I had to laugh about that last comment -
Any vehicle, including clunkers, can make the trip down from Manhattan to Washington D.C. in just a few hours in gridlocked end-of-the-world type traffic.
Because I question if the same writer for ID4 also wrote 'The Day After Tomorrow' where 2 men were capable of walking from Central Jersey to Midtown Manhattan in less than 24hours. BTW, in normal conditions the walk from Trenton to NYC is about 17hours and I would assume that somewhere there would be some sleep involved.
Tree-Hugger
(3,370 posts)Last edited Thu Jul 7, 2016, 05:33 AM - Edit history (1)

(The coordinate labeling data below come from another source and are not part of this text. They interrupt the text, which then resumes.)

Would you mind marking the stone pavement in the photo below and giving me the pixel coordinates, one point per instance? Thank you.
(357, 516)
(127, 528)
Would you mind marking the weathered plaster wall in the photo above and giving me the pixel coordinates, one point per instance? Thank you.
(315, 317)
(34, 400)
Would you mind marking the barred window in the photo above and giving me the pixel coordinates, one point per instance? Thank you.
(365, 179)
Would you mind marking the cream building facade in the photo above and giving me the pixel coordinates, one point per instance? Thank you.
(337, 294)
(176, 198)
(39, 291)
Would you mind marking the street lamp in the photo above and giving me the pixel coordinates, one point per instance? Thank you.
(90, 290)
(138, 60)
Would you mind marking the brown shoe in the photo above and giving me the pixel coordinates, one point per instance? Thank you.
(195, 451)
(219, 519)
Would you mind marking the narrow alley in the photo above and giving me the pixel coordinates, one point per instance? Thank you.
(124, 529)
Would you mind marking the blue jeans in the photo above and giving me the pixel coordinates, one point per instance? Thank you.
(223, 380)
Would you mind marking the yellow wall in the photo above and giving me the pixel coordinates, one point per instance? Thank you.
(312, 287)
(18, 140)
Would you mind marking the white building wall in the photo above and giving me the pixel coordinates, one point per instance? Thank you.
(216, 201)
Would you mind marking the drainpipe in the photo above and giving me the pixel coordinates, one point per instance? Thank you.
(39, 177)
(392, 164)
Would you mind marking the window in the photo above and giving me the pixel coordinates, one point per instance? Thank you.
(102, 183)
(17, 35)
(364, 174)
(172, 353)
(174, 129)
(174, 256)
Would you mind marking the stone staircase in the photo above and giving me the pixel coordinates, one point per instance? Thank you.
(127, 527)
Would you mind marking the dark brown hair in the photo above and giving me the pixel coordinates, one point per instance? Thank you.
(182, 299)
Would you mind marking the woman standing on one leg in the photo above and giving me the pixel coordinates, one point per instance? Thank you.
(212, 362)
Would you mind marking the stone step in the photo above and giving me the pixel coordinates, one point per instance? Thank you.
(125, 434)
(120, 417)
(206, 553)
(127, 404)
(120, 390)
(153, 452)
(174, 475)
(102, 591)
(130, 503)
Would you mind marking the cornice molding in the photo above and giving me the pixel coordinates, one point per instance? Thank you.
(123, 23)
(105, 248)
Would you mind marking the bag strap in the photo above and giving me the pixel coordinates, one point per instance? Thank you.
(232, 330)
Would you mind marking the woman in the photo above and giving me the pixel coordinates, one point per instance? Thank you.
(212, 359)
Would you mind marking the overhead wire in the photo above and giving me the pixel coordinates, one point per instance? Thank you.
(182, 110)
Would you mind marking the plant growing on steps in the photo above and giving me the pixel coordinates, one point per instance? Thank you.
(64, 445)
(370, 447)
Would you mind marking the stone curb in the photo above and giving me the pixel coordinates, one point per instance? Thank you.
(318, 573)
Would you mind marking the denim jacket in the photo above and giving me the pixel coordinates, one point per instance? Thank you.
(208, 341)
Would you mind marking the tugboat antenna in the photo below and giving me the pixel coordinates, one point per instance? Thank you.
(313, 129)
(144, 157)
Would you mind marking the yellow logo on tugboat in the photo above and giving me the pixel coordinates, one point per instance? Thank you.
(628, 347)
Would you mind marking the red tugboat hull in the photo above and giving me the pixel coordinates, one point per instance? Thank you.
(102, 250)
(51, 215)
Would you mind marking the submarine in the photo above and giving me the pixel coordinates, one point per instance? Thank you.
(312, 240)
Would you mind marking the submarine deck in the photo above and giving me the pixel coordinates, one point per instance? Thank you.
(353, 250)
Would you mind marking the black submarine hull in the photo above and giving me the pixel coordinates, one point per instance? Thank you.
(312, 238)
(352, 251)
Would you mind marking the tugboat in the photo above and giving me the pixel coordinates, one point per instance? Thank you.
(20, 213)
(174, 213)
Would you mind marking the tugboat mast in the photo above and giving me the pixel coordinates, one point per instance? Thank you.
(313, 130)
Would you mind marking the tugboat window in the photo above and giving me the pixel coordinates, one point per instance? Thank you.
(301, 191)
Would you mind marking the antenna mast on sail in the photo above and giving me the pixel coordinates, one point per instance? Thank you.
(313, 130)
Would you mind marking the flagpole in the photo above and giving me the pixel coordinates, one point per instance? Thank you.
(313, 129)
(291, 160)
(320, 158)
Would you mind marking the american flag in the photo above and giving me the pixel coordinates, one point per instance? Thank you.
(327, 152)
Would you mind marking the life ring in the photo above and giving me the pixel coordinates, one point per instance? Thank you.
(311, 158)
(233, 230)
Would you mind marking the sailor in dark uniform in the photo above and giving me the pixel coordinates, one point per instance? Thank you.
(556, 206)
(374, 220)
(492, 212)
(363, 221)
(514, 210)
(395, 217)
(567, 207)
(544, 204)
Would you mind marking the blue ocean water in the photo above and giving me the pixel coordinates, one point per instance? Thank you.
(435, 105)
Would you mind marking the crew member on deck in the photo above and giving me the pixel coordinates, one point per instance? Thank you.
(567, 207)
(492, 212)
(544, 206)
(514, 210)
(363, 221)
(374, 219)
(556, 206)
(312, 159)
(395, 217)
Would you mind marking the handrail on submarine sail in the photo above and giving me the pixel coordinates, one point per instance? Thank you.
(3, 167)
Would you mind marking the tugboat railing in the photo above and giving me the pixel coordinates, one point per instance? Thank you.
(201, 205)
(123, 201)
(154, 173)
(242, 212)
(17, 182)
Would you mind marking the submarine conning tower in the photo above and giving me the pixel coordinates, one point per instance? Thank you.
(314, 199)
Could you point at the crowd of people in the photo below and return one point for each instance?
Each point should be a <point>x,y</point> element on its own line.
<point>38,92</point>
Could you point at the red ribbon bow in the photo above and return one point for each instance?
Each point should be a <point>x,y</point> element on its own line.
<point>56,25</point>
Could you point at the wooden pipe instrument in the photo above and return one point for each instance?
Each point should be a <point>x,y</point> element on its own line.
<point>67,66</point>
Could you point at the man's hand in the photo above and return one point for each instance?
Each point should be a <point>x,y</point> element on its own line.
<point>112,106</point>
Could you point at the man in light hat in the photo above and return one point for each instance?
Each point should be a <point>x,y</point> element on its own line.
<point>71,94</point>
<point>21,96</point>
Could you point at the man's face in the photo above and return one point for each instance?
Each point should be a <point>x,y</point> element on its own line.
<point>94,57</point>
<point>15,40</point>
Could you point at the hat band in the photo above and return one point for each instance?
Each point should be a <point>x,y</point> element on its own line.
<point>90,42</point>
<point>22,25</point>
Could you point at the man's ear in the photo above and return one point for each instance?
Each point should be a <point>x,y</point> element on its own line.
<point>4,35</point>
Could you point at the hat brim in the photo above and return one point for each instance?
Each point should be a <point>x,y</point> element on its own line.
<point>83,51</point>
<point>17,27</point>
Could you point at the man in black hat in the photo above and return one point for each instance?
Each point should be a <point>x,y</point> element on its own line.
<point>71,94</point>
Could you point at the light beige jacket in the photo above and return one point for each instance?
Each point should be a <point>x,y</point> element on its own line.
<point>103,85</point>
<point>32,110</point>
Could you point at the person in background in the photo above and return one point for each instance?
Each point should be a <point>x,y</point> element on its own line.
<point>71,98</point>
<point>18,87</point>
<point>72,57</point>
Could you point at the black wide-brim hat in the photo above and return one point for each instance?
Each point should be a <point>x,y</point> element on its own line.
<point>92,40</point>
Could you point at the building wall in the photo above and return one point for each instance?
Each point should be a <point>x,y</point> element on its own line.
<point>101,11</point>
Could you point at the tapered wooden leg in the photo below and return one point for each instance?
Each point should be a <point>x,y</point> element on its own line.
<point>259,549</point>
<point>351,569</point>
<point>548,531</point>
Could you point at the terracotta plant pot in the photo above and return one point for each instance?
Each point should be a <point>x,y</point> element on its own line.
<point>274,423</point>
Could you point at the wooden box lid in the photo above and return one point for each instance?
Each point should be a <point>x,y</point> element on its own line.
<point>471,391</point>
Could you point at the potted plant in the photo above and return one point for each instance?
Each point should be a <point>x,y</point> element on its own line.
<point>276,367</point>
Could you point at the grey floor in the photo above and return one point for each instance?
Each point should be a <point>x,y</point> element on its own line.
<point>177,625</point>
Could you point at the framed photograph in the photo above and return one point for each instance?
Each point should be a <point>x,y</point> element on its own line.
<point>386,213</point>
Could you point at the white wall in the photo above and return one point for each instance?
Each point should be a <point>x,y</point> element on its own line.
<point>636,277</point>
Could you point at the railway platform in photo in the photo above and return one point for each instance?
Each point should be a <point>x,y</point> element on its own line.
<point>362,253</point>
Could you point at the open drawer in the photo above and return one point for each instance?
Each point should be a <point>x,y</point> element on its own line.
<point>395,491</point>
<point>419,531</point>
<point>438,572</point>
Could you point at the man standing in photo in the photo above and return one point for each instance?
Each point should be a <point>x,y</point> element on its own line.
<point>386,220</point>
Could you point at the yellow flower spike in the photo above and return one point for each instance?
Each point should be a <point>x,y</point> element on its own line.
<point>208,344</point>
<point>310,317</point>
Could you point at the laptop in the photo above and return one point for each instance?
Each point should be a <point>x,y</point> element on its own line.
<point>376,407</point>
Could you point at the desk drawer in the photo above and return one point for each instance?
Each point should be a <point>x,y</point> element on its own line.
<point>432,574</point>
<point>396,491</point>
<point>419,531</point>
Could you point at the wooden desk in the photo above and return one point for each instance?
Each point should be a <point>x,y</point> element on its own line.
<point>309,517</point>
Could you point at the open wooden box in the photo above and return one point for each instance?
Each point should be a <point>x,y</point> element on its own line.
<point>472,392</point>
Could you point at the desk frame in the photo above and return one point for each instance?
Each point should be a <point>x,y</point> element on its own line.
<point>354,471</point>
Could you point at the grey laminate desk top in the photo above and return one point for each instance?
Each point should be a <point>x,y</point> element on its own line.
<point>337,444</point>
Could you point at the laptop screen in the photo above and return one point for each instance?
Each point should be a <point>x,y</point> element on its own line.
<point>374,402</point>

I loved it. My son loved it. I had way low expectations because it's a disaster movie. It did it's job. Plus, I am a HUGE Brent Spiner fan and it was nice to see him get more screen time in this film.
lame54
(35,294 posts)Laffy Kat
(16,383 posts)But certainly Will Smith made the movie. Really missed WS in this last one.
Tommy_Carcetti
(43,182 posts)I look forward to watching the sequel but will probably wait for video on it.
KeizoOshima2
(17 posts)Then again, I've never cared for those types of popcorn rubbish anyway.